Phaselis’e Dokunma Hareketi adına basın açıklaması yapan Erdal Elginöz, “Bakan Ersoy ‘gidip ölçsünler’ dedi, geldik, ölçtük. Durum vahim” ifadelerini kullanarak Alacasu Koyunda 480 metrekare beton yapılaşma ölçtüklerini belirtti.

Phaselis

‘BURADA HERGÜN SUÇ İŞLENİYOR’

“Phaselis Antik Kenti 1. Derece Arkeolojik Sit Alanı içinde yer alan Alacasu ve Bostanlık Koylarında yapımı devam eden halk plajı olduğu iddia edilen ancak bütün kumsalı işgal eden ticarethane inşaatı hakkında defalarca toplandık, defalarca basın açıklaması yaptık” diyen Elginöz şöyle konuştu: “bugün yine toplanmak, yine açıklama yapmak, işlenen suçları yine haykırmak gerekliliği doğmuştur.

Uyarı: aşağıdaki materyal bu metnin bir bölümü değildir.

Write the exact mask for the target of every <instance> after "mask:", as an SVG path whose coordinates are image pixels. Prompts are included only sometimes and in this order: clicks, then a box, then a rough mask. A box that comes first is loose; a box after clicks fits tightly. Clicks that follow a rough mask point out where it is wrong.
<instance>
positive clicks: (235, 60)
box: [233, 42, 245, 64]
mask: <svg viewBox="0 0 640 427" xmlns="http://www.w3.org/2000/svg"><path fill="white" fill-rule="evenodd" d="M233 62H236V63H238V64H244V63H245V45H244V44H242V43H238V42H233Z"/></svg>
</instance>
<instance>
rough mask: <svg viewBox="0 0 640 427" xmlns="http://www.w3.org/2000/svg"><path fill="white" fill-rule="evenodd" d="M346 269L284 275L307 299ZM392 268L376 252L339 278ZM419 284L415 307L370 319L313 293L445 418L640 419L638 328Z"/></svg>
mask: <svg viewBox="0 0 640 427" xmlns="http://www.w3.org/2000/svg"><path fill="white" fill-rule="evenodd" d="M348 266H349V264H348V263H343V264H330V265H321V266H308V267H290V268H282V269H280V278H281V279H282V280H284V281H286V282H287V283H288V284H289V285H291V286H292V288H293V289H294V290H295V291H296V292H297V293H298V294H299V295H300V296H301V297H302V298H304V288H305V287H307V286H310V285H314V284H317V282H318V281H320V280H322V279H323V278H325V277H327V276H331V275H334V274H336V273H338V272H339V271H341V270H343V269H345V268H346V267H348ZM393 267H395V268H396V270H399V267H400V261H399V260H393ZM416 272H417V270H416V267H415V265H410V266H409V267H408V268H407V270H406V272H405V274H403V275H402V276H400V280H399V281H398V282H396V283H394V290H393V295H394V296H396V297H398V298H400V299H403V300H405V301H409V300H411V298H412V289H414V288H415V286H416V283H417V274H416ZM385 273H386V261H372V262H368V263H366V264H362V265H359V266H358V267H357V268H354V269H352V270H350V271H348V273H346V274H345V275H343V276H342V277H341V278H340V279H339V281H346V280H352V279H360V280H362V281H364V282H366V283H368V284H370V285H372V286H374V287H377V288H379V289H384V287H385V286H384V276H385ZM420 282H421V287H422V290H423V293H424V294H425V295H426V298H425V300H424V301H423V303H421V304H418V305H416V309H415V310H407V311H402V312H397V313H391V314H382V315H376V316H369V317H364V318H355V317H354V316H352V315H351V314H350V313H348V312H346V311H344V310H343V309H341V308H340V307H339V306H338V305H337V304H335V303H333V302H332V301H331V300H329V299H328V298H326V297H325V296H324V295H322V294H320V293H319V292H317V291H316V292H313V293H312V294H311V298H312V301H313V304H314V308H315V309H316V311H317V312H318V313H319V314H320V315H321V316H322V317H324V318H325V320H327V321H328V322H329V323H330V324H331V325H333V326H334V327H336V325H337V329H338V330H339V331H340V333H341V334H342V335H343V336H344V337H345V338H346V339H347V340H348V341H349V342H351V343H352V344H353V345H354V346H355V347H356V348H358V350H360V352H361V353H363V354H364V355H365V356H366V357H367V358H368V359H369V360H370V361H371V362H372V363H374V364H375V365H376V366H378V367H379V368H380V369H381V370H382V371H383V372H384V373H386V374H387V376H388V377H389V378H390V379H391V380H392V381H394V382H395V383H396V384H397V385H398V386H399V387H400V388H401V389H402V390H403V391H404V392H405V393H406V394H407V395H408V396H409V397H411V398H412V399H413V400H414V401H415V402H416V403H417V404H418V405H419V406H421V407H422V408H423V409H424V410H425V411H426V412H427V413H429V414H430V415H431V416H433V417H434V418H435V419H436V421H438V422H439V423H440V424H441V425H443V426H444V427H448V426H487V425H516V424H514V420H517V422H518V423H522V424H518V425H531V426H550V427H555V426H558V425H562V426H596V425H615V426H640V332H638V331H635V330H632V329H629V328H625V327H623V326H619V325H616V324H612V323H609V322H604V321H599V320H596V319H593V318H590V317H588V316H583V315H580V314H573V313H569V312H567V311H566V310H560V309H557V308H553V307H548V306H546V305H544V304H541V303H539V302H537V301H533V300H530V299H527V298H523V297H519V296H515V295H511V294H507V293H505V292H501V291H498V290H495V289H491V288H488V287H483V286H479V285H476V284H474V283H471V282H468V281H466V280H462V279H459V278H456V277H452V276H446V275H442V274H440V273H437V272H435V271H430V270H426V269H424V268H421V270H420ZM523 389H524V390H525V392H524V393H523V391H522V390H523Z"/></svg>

Çünkü durum vahimdir, ağır suçlar işlenmiştir, işlenmeye devam edilmektedir. Örneğin dün gece karanlıkta burada yine paletli iş makinesi çalıştı, hani bakan Ersoy’un yok dediği paletli iş makinesi. Görüntüleri elimizde. Başında arkeolog yokken gece vakti çalıştı. Ne yaptığı, neye zarar verdiği belli değil. Burada her gün suç işleniyor. Tekrar ediyoruz, suç işleniyor. Suç duyurularında bulunduk, yine bulunacağız.

‘SİT ALANINDAKİ PROJE İPTAL EDİLMELİ’

Kültür ve Turizm Bakanlığı’nın her kademesindeki memurların çok iyi bildiği gibi, 1. Derece Arkeolojik Sit Alanları ticari faaliyete konu edilemez! Beton ya da ahşap, binlerce metrekarelik inşaatlar yapılamaz! Ofis binası, güvenlik binası, kafeterya, mescit vesaire inşa edilemez! Kumsala şezlong ve şemsiye konup kiraya verilemez! Böyle bir projeyi hazırlamak bile suçtur! İptal edilmelidir!”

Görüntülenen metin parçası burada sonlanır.